ReFi Tokenization
Relation
Tokenized carbon assets can be traded on a secondary market, ensuring a price mechanism for [[CO2]]. That enables for example asset managers and companies to incorporate carbon offsets directly into their offerings [4].
Tokenization can aid the voluntary carbon market in a range of ways, including by increasing liquidity and accessibility. Buyers and sellers can more easily trade credits, which can help to increase demand for credits and reduce volatility in the market. Tokenization can also help to reduce transaction costs and provide faster settlement times. The use of blockchain technology also increases transparency and tracking: it allows for the creation of a permanent, immutable record of all transactions, thereby enhancing the VCM’s credibility, as it provides a clear record of the history of each carbon credit. It can also help to reduce the risk of fraud and ensure that carbon credits are properly accounted for [11].
Carbon offset solution¶
In the recent years, tokenization of (physical) assets and the creation of a digital version that is stored on the blockchain gained more interest. By utilizing blockchain technology, asset ownership can be tokenized, which enables fractional ownership, reduces intermediaries, and provides a secure and transparent ledger. This not only increases liquidity but also expands access to previously illiquid assets (like carbon offsets). The blockchain ledger allows for real-time settlement of transactions, increasing efficiency and reducing the risk of fraud. Additionally, tokens can be programmed to include certain rules and restrictions, such as limiting the number of tokens that can be issued or specifying how they can be traded, which can provide greater transparency and control over the asset [43].
How can carbon credit tokenization help the VCM [46]?¶
- Efficiency & Disintermediation
- Healthier and more open markets
- Liquid marketplaces
- Price discovery
- Eliminate double counting
- New sources of demand
- Better financing for developers
- Fractionalization
Benefits of Tokenized Carbon Credits¶
Increased Accessibility¶
Carbon markets become more accessible as tokenization removes geographical restrictions. Anyone across the world can purchase, trade, and retire tokenized carbon credits through digital platforms[44].
Fractional Ownership¶
Each credit can be split into smaller tokenized units, allowing individuals with limited budgets to offset their footprint[44].
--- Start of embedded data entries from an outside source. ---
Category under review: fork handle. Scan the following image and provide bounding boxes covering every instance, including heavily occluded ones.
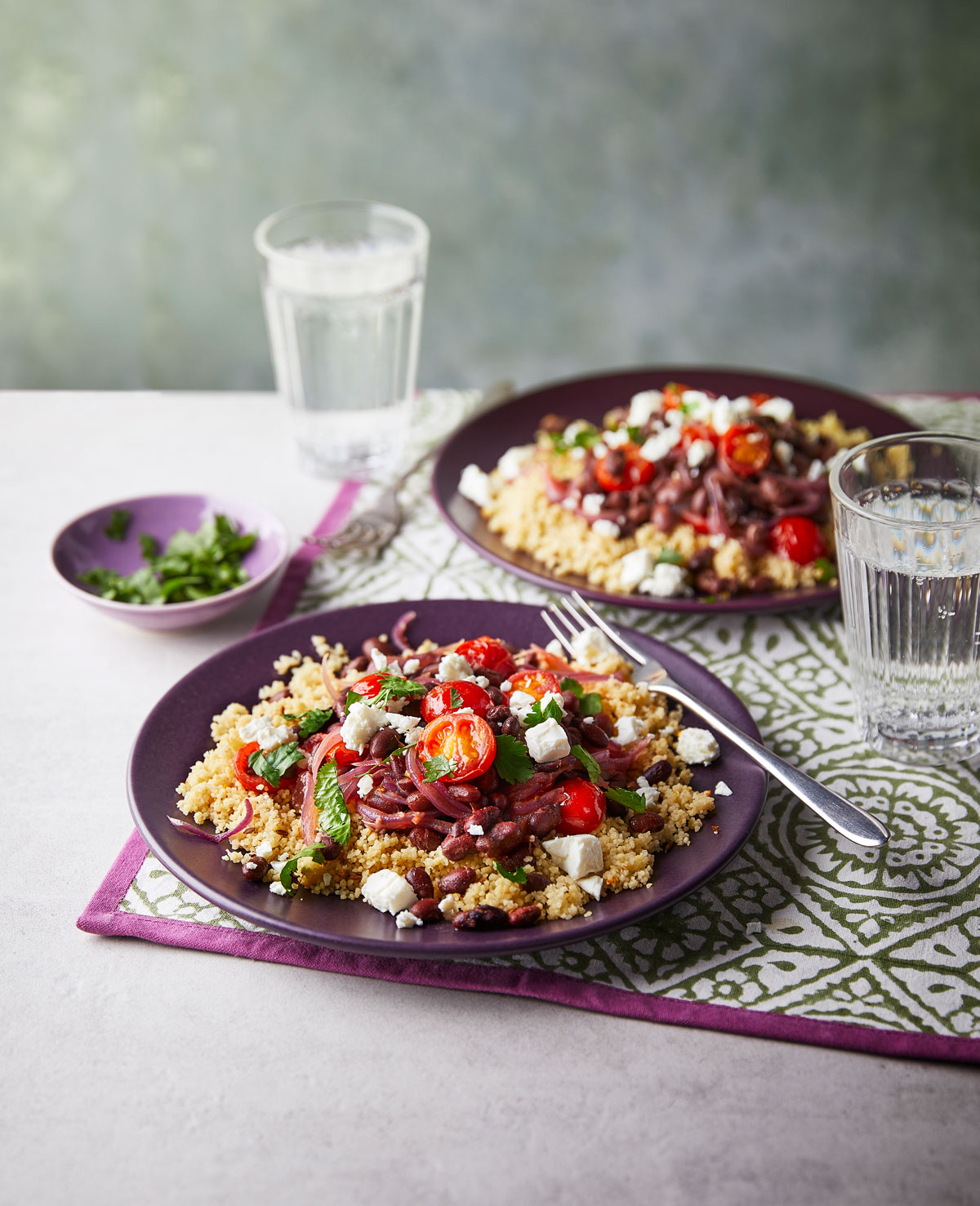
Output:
[651,682,892,847]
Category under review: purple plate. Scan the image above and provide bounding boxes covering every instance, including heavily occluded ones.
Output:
[432,364,916,612]
[129,599,765,959]
[51,495,290,632]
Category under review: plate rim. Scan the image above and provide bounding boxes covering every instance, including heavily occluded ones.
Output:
[432,364,920,615]
[127,599,768,960]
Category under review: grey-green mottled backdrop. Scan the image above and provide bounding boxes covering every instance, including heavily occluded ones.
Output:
[0,0,980,389]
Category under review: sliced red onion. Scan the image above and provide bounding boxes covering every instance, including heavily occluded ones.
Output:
[167,797,255,845]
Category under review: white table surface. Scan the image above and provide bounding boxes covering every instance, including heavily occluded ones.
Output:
[0,394,980,1206]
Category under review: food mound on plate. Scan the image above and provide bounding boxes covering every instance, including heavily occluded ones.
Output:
[460,382,868,599]
[172,612,729,930]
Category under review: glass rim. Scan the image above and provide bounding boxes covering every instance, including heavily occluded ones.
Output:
[252,198,430,264]
[828,430,980,532]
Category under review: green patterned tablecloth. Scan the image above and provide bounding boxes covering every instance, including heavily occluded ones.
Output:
[121,391,980,1036]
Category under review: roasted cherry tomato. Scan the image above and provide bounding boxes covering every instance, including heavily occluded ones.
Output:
[234,741,296,791]
[415,711,497,783]
[422,683,493,721]
[505,670,561,700]
[768,515,826,566]
[457,637,517,678]
[595,444,657,495]
[558,779,606,837]
[720,423,773,478]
Search "fractionalized" result 54 [45].
Tokenized carbon credits can be ‘fractionalized’ into units that are smaller than 1 metric tonne — like a currency. This benefits small-scale carbon projects, who could issue credits on smaller plots of land with significantly lower costs. For example, carbon credit development on a 5ha forest nets around like 30-50 tonnes of carbon credits per year, but measurements would cost around 50k USD. On the other hand, purchasing, selling and retiring carbon credits becomes more accessible. The retail and transportation industries also have a growing need for sub-tonne carbon credits, for example to offset exactly the right amount of carbon for the production of a single t-shirt or flight [46].
Enhanced Liquidity¶
Tokens can be seamlessly traded on decentralized exchanges, eliminating intermediaries and reducing costs[44].
Transparency¶
The blockchain provides an immutable record of a credit’s origins and ownership history, preventing double-counting or other fraud[44].
Automation¶
Smart contracts automate credit issuance, payments, transfers, and retirement, streamlining the process[44].
Price Discovery¶
Tokenization provides transparent pricing data, increasing market efficiency and competition[44].
How carbon credits are generated?¶
Everyone who is taking actions that remove or avoid emissions — for example conserving a forest — can apply to get carbon credits issued. For this, they’ll need to go to a standards body like Verra or Gold Standard. They then need to develop a detailed project design document (PDD) with estimates of carbon avoidance/reduction over time, and a solid business plan. The carbon standard screens the PDD, and an approved third-party auditor checks it as well — this party is called the validation and verification body (VVB). If the PDD meets the standard’s requirements, the project is validated for a certain number of carbon credits. Project development is, by then, in full swing. Once the actual emissions reduction/avoidance has occurred, a batch of carbon credits — each with its own serial number — is issued, with regular checks (so called performance verifications) conducted by the VVBs [46].
The project owner can now sell their credits to a carbon broker, or they can bridge them on-chain and sell them directly to interested end-users, pool them and use them in the ever-growing ecosystem of decentralized finance[46].
Average time elapsed before the developer can secure funding: 1-2 years [46].
Average time from project inception to credit issuance: 3-5 years [46].
Average cost to get the first project certification: $50-100k [46].